‘The Silmarillion’ TV Series: HBO Should Adapt ‘The Silmarillion’ After ‘Game Of Thrones’

The Silmarillion is J.R.R. Tolkien’s masterwork, an incredibly complex and detailed work on the history of Middle Earth from its creation through the end of the First Age. Like the Song of Ice and Fire series once was, The Silmarillion is famously unfilmable, often for good reasons. Nevertheless, Lord of the Rings fans have hoped for years that we’d get a movie out of The Silmarillion. But those fans should adjust their hopes… and wish for a Silmarillion TV show from HBO instead.

HBO Should Adapt The Silmarillion After Game Of Thrones

"The Silmarillion" may not have wizards, but it does have dragons in great abundance. More even than "Game of Thrones"! (Image: Warner Bros.)
"The Silmarillion" may not have wizards, but it does have dragons in great abundance. More even than "Game of Thrones"! (Image: Warner Bros.)

A Song of Ice and Fire was considered unfilmable—by George R.R. Martin no less—because it simply had far too many characters, too many battles and too much scope. The Silmarillion is like that too, and more than that, the bulk of the narrative covers a span of five centuries. The plot isn’t as nuanced as Game of Thrones, and the characters are harder to relate to. Most of them are thousand-year-old Elves. There are no hobbits and precious few Men to speak of. Still, characters are more gray than in Lord of the Rings. The heroes, the Sons of Fëanor, are pretty villainous themselves, and even the Dark Lord Morgoth—of whom Sauron was but a lieutenant—is more of an actual character than the nameless evil force that Sauron is.

The Silmarillion would be an incredible successor to Game of Thrones on HBO, not least because the two would be so different. The Silmarillion is firmly set in the epic vein, in the realm of the mythic; Game of Thrones is a story of kings and princes, but has always been down to earth, even in its new epic fantasy phase. The battles in The Silmarillion are more elemental; these are wars between Elves and dragons, Balrogs, giant spiders and endless hordes of orcs, and sometimes the gods themselves intervene. But the story itself is incredibly interesting—it has the depth and complexity to carry a series, even one that’s more directly fantastical than Game of Thrones.
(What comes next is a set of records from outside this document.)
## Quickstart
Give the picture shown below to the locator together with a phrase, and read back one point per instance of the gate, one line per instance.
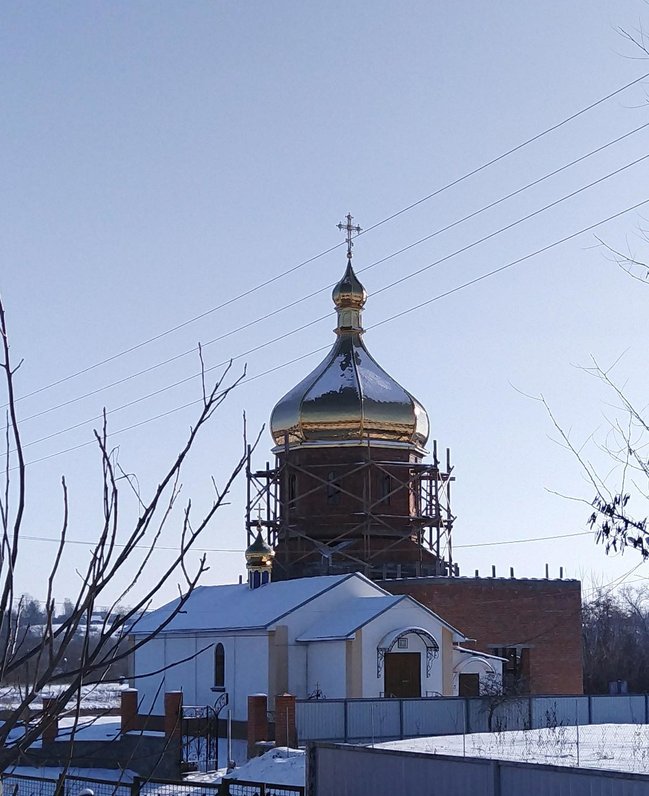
(200, 736)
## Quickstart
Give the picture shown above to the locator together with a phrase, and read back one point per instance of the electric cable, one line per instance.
(294, 303)
(374, 226)
(399, 314)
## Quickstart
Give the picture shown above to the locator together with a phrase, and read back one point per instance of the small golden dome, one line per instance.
(349, 292)
(349, 397)
(259, 553)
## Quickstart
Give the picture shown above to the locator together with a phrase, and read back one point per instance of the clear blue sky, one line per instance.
(159, 159)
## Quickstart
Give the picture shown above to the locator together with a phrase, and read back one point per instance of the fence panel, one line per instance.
(318, 720)
(618, 709)
(559, 711)
(166, 787)
(100, 787)
(22, 785)
(237, 787)
(434, 716)
(371, 719)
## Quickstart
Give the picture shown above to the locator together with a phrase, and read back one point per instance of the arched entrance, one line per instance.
(400, 665)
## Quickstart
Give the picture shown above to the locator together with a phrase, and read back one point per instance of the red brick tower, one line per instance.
(350, 490)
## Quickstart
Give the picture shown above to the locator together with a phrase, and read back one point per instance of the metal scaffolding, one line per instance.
(363, 536)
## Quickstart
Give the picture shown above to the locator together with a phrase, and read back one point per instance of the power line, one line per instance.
(385, 220)
(361, 270)
(400, 314)
(522, 541)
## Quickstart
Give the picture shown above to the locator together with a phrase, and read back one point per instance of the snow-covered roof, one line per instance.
(358, 611)
(478, 653)
(238, 607)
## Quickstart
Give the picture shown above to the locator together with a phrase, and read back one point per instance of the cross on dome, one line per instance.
(349, 228)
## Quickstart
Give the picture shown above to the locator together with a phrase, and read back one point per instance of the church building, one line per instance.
(353, 489)
(324, 637)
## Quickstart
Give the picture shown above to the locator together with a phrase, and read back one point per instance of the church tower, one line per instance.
(350, 490)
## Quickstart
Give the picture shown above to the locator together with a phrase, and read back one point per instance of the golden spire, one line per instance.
(349, 228)
(349, 398)
(349, 295)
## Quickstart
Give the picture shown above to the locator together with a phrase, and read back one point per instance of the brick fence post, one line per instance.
(257, 721)
(50, 720)
(173, 714)
(128, 710)
(285, 732)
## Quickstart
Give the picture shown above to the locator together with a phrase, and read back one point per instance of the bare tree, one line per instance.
(41, 659)
(616, 640)
(619, 507)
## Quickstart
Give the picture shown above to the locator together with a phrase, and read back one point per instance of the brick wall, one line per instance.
(541, 616)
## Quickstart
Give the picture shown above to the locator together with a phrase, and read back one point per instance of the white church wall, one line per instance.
(297, 668)
(403, 615)
(246, 670)
(326, 668)
(149, 658)
(249, 671)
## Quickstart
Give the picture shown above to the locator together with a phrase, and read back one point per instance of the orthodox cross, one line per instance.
(349, 228)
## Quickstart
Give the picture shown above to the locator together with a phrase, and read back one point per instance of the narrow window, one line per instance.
(333, 489)
(385, 488)
(219, 667)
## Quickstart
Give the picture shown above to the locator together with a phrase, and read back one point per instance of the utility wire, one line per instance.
(242, 550)
(296, 302)
(308, 324)
(400, 314)
(385, 220)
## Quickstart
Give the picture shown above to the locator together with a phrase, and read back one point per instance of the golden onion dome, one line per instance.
(349, 397)
(259, 553)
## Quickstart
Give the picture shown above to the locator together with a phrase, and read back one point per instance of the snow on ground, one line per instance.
(279, 766)
(617, 747)
(99, 696)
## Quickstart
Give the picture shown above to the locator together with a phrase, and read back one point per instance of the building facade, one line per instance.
(353, 490)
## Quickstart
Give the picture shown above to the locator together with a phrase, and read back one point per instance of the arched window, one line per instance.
(385, 488)
(219, 667)
(333, 489)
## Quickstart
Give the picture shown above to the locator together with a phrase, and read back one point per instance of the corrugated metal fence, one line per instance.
(68, 785)
(358, 720)
(350, 770)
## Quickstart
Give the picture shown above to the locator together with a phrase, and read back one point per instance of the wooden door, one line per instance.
(402, 674)
(469, 685)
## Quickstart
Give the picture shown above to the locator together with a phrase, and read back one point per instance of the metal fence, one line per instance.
(360, 720)
(23, 785)
(337, 770)
(69, 785)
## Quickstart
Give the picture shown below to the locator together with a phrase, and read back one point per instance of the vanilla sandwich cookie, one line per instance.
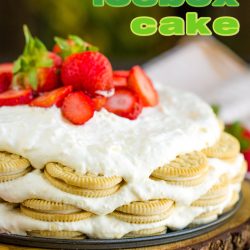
(227, 147)
(52, 211)
(206, 217)
(187, 170)
(234, 199)
(89, 185)
(57, 234)
(13, 166)
(147, 232)
(143, 212)
(238, 179)
(216, 195)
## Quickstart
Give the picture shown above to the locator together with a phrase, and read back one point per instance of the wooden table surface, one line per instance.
(235, 234)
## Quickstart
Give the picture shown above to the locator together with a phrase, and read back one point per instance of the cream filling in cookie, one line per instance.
(183, 214)
(146, 190)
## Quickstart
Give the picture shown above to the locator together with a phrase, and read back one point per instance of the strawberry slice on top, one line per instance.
(99, 102)
(54, 97)
(120, 78)
(124, 103)
(88, 71)
(140, 83)
(6, 76)
(78, 108)
(15, 97)
(37, 68)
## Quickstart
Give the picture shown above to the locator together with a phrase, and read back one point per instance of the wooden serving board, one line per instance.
(233, 235)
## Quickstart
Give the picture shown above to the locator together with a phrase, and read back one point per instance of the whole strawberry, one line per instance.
(88, 71)
(37, 68)
(6, 76)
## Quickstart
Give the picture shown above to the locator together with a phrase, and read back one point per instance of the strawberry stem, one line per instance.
(34, 57)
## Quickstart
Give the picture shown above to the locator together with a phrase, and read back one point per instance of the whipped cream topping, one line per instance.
(110, 145)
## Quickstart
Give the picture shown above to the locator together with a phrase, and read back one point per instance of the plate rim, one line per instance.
(171, 237)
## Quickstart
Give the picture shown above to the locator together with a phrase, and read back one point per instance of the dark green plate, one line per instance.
(169, 237)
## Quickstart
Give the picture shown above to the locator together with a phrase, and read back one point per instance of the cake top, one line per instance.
(109, 144)
(127, 127)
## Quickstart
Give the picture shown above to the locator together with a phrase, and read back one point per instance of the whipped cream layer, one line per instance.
(104, 225)
(108, 144)
(111, 145)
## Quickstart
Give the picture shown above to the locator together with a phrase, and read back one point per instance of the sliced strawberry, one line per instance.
(54, 97)
(15, 97)
(124, 103)
(6, 76)
(120, 78)
(78, 108)
(121, 73)
(99, 102)
(88, 71)
(247, 157)
(140, 83)
(246, 133)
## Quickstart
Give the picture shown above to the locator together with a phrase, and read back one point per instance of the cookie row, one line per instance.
(188, 170)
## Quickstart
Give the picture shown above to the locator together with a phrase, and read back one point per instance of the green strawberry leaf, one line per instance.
(237, 130)
(73, 45)
(34, 57)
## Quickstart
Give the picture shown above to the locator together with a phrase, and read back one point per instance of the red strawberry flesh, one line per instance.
(6, 76)
(88, 71)
(140, 83)
(54, 97)
(15, 97)
(124, 103)
(78, 108)
(99, 102)
(121, 73)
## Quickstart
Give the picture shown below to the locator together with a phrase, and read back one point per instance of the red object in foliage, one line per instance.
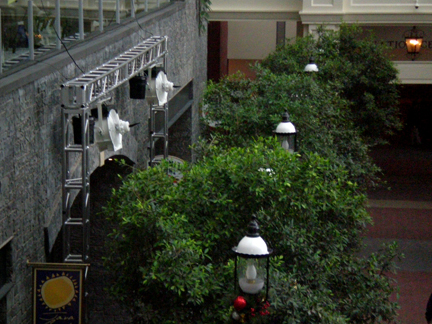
(239, 303)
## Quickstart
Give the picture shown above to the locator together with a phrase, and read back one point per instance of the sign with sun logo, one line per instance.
(58, 293)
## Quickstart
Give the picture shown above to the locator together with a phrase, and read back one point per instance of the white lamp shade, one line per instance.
(252, 246)
(285, 128)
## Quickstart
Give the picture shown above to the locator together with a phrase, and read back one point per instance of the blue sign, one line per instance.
(58, 293)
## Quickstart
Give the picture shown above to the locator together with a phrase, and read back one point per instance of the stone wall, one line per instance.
(31, 137)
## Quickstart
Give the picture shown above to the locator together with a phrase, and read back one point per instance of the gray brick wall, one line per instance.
(31, 137)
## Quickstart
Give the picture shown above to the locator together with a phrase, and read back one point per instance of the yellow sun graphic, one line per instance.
(58, 291)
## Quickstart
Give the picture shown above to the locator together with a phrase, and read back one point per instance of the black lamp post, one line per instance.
(251, 275)
(311, 66)
(252, 261)
(287, 134)
(414, 41)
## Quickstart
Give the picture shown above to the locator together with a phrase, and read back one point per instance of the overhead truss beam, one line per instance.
(93, 85)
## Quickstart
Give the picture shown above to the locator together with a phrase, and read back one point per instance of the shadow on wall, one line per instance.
(101, 307)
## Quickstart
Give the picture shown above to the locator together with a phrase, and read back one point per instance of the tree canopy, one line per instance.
(171, 244)
(171, 247)
(339, 112)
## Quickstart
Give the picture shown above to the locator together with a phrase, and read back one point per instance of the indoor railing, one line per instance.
(57, 23)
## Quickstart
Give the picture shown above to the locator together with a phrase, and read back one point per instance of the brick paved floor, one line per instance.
(404, 214)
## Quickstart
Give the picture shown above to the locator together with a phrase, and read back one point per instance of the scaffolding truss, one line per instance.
(78, 97)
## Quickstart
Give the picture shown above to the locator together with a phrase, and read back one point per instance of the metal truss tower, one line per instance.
(78, 97)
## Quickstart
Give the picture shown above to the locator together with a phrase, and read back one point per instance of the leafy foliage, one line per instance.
(339, 113)
(357, 67)
(171, 251)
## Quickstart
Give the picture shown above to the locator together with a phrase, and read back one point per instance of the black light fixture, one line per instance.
(287, 133)
(251, 272)
(311, 66)
(413, 41)
(137, 87)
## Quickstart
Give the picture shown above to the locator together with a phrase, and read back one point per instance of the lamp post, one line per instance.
(311, 66)
(251, 273)
(414, 41)
(287, 134)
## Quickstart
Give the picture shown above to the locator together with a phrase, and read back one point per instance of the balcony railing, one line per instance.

Could it happen? It’s not impossible. The Tolkien family still holds the film rights to The Silmarillion, and Christopher Tolkien has made it very clear that Peter Jackson isn’t getting those rights, not after the debacle of The Hobbit movies. But that doesn’t mean no one is getting them. HBO has shown itself a relatively careful steward of such properties, and it’s willing to invest in the money and talent to do such shows right.

Game of Thrones is ending in just two years, but our appetite for complex and epic fantasy won’t end with it. HBO, bring it home with the greatest epic fantasy series of all. Make The Silmarillion happen. For Gondolin!